Furthermore, investments made using platforms enable easy diversification, at a time where returns across the UK property market vary wildly. Traditional residential investors typically invest in a single property (or a small portfolio of properties), meaning all ‘their eggs are in one basket’. Investors using a platform can split their investment into small portions across a wide array of property investment opportunities due to their funds being used to buy shares in property investments – this aides diversification.
In terms of tax efficiency, crowdfunded property investments avoid the recent changes to buy-to-let property and simply pay tax on dividends and capital gains. Investors choosing to invest in property via a platform also avoid stamp duty tax (due to the structure of the investment) – except in the secondary market where buyers are liable to pay a 0.5% surcharge. These tax advantages significantly overshadow traditional property investments in terms of their tax efficiently.
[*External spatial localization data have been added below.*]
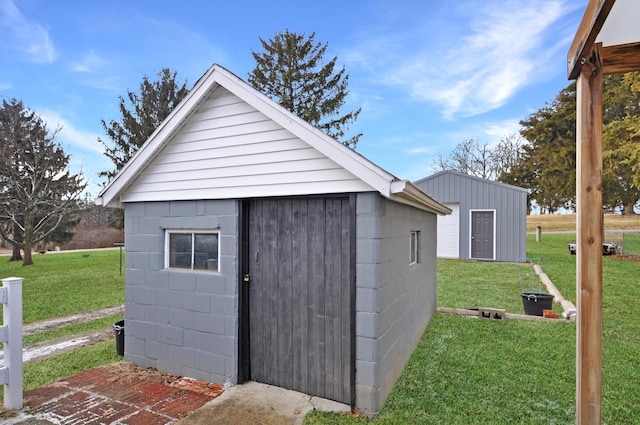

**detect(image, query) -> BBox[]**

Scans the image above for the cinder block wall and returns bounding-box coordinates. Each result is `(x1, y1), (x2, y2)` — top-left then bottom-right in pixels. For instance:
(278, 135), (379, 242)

(124, 200), (239, 386)
(355, 193), (438, 415)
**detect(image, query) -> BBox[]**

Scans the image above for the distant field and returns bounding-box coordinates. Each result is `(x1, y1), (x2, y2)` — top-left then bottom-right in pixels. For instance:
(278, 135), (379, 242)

(527, 213), (640, 233)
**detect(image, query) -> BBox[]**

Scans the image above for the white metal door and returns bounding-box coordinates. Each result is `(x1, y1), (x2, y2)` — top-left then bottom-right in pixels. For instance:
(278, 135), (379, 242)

(437, 203), (459, 258)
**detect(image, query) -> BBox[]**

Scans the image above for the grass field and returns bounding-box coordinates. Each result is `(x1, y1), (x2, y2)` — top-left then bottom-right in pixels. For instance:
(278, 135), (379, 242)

(2, 222), (639, 422)
(527, 213), (640, 233)
(0, 249), (125, 324)
(0, 249), (125, 399)
(306, 232), (640, 424)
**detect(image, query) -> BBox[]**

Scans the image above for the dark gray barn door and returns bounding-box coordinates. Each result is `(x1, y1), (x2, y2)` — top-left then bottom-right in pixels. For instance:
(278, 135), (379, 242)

(471, 211), (494, 259)
(247, 197), (353, 404)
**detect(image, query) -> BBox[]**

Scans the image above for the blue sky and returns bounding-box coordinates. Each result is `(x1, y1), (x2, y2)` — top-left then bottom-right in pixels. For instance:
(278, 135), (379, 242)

(0, 0), (587, 197)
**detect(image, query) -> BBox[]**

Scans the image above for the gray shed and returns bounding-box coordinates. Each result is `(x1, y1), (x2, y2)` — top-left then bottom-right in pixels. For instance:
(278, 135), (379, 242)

(414, 170), (527, 262)
(97, 64), (450, 415)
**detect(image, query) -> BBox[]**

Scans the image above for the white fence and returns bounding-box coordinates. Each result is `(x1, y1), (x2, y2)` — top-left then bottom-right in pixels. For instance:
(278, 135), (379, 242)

(0, 277), (23, 410)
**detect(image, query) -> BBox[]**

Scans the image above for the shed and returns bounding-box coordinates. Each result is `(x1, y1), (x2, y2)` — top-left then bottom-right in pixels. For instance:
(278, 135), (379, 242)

(413, 170), (527, 262)
(97, 63), (450, 415)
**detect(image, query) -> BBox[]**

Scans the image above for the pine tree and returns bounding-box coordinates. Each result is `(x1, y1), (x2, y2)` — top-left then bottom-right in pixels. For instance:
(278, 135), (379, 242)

(0, 99), (86, 266)
(248, 30), (362, 148)
(99, 68), (189, 180)
(518, 83), (577, 213)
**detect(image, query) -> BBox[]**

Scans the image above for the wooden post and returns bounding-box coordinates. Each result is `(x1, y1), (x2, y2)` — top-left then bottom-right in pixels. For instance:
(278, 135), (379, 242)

(536, 226), (542, 242)
(576, 43), (603, 425)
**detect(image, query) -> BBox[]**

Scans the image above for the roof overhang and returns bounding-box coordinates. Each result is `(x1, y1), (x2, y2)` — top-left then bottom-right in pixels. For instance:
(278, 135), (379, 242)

(568, 0), (640, 79)
(390, 180), (452, 215)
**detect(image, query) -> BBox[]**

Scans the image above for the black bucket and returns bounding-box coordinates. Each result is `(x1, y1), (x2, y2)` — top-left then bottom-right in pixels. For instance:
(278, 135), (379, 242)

(113, 320), (125, 356)
(521, 293), (554, 316)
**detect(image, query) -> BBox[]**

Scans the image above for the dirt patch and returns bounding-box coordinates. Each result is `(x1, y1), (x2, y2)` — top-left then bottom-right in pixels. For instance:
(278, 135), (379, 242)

(611, 253), (640, 262)
(105, 361), (180, 386)
(23, 305), (124, 336)
(0, 328), (115, 364)
(180, 397), (298, 425)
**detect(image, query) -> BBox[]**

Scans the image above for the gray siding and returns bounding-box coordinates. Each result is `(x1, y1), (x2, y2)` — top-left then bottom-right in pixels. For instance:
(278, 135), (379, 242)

(415, 171), (527, 262)
(355, 193), (437, 415)
(123, 194), (438, 416)
(124, 200), (239, 386)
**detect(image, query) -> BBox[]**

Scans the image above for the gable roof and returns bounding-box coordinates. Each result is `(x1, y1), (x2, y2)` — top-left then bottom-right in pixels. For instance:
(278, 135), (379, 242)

(414, 170), (528, 193)
(97, 64), (450, 215)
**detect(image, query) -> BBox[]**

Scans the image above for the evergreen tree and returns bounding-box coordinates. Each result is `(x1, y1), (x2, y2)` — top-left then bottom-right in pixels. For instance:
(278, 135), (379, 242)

(603, 116), (640, 213)
(0, 99), (86, 266)
(99, 68), (189, 180)
(602, 72), (640, 213)
(518, 83), (577, 213)
(248, 30), (362, 148)
(509, 73), (640, 214)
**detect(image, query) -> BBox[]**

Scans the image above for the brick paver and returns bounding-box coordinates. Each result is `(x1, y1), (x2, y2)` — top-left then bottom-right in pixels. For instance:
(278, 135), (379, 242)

(16, 362), (223, 425)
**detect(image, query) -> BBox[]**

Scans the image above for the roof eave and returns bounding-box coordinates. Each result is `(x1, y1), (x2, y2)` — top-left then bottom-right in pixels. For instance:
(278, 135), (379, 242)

(97, 64), (222, 208)
(390, 180), (451, 215)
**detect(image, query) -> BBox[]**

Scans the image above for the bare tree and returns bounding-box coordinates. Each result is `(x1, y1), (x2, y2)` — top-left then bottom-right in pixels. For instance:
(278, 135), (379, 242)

(432, 139), (495, 179)
(0, 99), (86, 266)
(493, 133), (527, 177)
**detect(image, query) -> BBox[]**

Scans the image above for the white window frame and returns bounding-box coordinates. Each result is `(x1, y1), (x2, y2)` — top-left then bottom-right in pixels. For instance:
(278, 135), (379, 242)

(410, 230), (419, 265)
(164, 229), (220, 272)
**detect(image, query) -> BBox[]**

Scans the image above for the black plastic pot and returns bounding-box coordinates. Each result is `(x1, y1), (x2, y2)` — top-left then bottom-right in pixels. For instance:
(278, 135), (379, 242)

(113, 320), (125, 356)
(521, 293), (554, 316)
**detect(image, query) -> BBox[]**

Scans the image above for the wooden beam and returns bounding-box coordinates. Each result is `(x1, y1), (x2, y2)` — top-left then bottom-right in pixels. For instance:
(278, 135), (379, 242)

(602, 42), (640, 74)
(568, 0), (615, 80)
(576, 43), (603, 425)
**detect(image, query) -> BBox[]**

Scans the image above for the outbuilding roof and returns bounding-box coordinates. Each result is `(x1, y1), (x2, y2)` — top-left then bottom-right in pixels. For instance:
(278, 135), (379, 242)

(414, 170), (528, 193)
(97, 64), (450, 215)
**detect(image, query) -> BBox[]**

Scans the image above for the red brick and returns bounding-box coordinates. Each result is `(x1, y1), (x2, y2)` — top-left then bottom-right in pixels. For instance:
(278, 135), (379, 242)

(151, 390), (212, 419)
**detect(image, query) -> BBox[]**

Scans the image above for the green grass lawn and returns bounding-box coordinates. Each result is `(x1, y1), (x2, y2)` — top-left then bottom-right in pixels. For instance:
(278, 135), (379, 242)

(2, 238), (638, 423)
(0, 249), (125, 324)
(0, 249), (125, 401)
(306, 232), (640, 424)
(619, 231), (640, 255)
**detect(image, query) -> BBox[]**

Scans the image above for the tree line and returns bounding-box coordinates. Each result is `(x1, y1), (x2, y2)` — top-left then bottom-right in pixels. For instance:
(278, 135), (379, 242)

(434, 73), (640, 215)
(0, 30), (360, 265)
(3, 30), (638, 266)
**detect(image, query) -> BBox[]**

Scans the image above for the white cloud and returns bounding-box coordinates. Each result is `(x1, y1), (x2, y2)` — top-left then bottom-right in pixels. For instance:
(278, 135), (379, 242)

(346, 0), (581, 120)
(413, 1), (569, 118)
(72, 51), (108, 73)
(38, 110), (103, 155)
(0, 0), (57, 63)
(482, 119), (523, 142)
(407, 146), (437, 155)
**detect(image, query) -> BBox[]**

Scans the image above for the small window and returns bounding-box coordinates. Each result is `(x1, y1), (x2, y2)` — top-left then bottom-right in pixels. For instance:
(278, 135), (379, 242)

(410, 231), (419, 264)
(166, 230), (219, 272)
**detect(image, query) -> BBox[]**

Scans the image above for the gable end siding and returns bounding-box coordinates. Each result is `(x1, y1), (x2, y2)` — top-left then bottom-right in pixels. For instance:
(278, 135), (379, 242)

(120, 87), (372, 203)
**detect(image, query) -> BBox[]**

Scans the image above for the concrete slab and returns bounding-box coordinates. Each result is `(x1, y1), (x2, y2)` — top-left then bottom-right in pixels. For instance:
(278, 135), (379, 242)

(1, 363), (350, 425)
(176, 381), (351, 425)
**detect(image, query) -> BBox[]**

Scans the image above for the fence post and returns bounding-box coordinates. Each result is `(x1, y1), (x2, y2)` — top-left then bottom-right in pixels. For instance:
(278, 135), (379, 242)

(1, 277), (23, 410)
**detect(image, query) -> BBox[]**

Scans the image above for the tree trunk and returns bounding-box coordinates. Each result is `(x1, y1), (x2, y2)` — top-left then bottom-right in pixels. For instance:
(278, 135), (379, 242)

(623, 203), (636, 215)
(10, 244), (22, 262)
(22, 242), (33, 266)
(22, 229), (33, 267)
(9, 222), (23, 262)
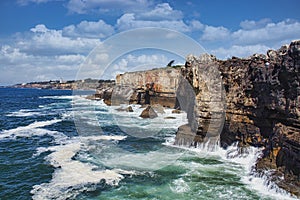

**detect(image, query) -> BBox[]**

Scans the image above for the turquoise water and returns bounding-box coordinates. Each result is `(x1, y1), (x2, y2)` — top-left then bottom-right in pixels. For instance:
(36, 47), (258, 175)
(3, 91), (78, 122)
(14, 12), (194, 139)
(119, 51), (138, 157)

(0, 88), (297, 200)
Efficient tax structures support platforms as a low-cost method to invest in property and earn a regular passive income.
These platforms are highly efficient for an investor. When investors’ funds are aggregated using a crowdfunding platform, they are able to invest in large commercial property investments and a wide array of residential property usually outside of their reach due to high minimum investment limits. Therefore, by aggregating funds, property crowdfunding platforms allow investors to invest in large scale high return projects previously outside of their reach
Property crowdfunding platforms are a highly flexible mechanism, when compared to tradition property investments. Traditionally, selling property investments is a challenging, lengthy and time-consuming process that involves additional exist costs. Now, by implementing the latest technology, crowdfunding platforms can provide a secondary market for investors to buy and sell shares of their property investments. This process offers a greater flexibility to existing investors because, subject to demand, they can sell their investments early. Equally, new investors who have missed fully funded investment opportunities still have a chance to invest. The secondary market offers investors an even greater array of property investment choices, further adding to their diversification options.
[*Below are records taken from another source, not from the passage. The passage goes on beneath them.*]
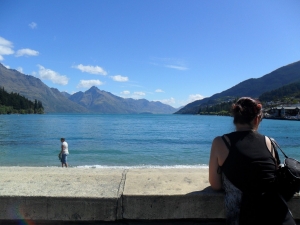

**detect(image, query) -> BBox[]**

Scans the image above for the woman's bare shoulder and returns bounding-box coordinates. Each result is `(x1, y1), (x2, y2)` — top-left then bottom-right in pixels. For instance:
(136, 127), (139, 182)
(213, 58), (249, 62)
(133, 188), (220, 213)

(212, 136), (226, 148)
(211, 135), (230, 166)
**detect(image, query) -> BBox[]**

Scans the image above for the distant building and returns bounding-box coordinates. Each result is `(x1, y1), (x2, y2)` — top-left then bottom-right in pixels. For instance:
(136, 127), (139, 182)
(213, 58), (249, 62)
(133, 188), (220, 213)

(266, 106), (300, 119)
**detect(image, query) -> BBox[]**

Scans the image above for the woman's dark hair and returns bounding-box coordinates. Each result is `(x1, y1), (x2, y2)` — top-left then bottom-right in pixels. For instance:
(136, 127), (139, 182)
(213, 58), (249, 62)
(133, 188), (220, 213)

(232, 97), (263, 125)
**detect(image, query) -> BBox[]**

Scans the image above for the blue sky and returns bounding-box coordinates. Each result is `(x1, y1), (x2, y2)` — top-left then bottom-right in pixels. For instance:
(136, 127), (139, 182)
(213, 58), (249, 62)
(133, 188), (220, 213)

(0, 0), (300, 108)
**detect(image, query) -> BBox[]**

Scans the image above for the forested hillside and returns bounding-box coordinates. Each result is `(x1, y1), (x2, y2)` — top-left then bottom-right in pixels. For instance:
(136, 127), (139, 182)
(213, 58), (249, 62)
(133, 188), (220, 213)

(193, 81), (300, 116)
(259, 82), (300, 102)
(0, 87), (44, 114)
(197, 100), (236, 115)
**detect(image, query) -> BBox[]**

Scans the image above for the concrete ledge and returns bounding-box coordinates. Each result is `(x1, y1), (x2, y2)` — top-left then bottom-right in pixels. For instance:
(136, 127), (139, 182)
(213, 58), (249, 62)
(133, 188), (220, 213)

(0, 197), (117, 221)
(122, 194), (225, 220)
(0, 167), (299, 223)
(0, 219), (227, 225)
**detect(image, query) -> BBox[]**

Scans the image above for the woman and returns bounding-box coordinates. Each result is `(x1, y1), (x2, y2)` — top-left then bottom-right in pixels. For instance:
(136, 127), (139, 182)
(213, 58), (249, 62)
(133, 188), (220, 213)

(209, 97), (295, 225)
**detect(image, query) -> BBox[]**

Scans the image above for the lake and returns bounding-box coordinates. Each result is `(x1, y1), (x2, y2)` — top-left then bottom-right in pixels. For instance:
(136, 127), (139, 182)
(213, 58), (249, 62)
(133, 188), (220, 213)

(0, 114), (299, 167)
- Investors cannot directly manage a property.
- Poor performing investments may be challenging to sell.
- No access to the physical property.
Property investors that use crowdfunding platforms do not have direct control over the property they are investing in. Essentially, control of the property is passed onto property managers who act on behalf of a pool of investors to safeguard high returns. While having a property manager, who is an expert in their function is advantageous, a single investor cannot make their own decisions on how the property should be managed. Direct control of a property is not required to ensure a high return; however, some individuals may prefer being in control of variables such as gearing ratios and property use. On the other hand, by using property managers, individuals reap the benefits of potentially earning a passive regular income – not one for those that hate the thought of handing over control.
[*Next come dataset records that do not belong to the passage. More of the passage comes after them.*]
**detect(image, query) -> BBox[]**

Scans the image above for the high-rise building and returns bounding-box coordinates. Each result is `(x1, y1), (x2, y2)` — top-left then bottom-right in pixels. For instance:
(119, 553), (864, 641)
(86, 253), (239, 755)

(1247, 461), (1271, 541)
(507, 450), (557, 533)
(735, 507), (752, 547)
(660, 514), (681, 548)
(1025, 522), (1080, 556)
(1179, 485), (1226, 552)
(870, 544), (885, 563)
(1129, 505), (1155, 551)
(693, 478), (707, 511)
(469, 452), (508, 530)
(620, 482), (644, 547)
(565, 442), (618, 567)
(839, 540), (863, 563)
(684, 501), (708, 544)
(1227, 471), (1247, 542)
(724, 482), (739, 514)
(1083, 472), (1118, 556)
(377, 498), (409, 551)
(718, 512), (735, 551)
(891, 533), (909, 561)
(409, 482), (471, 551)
An investment that does not perform well might be challenging to sell on a property crowdfunding platform. However, this is no different to underperforming traditional property investments. For example, if a buy-to-let landlord has struggled to let out their property, it is likely that selling the property will be challenging or completed at a loss. While this difficulty is shared with traditional and crowdfunded property investments, the scale of the issue is likely to be far less significant through a platform.
Access to property
Finally, if an investor uses a property crowdfunding platform, they will not benefit from being able to visit the property. In essence, the individual investor owns a share an investment rather than the whole. Therefore, as the property is co-owned, the individual investor has no right of access to the property and cannot later convert it into a residential property for themselves. This issue is only relevant for those that wish to convert an investment into their own residence.
Property crowdfunding can be seen by some to offer significant advantages over traditional methods of investing in property. Some of the perceived benefits of platform investing include: ease, diversification, efficiency, smaller minimum investments, access by foreign investors and flexibility. The perceived disadvantages of property crowdfunding investments are related to physical access rights and management control. However, physical access limitations only apply to investors wishing to convert their investment into their own residence. Additionally, management outsourcing allows experts in their niche to manage investment properties efficiency. Professional management of a property often benefits from scale – put simply, property management becomes more efficient when the size of an investment increases.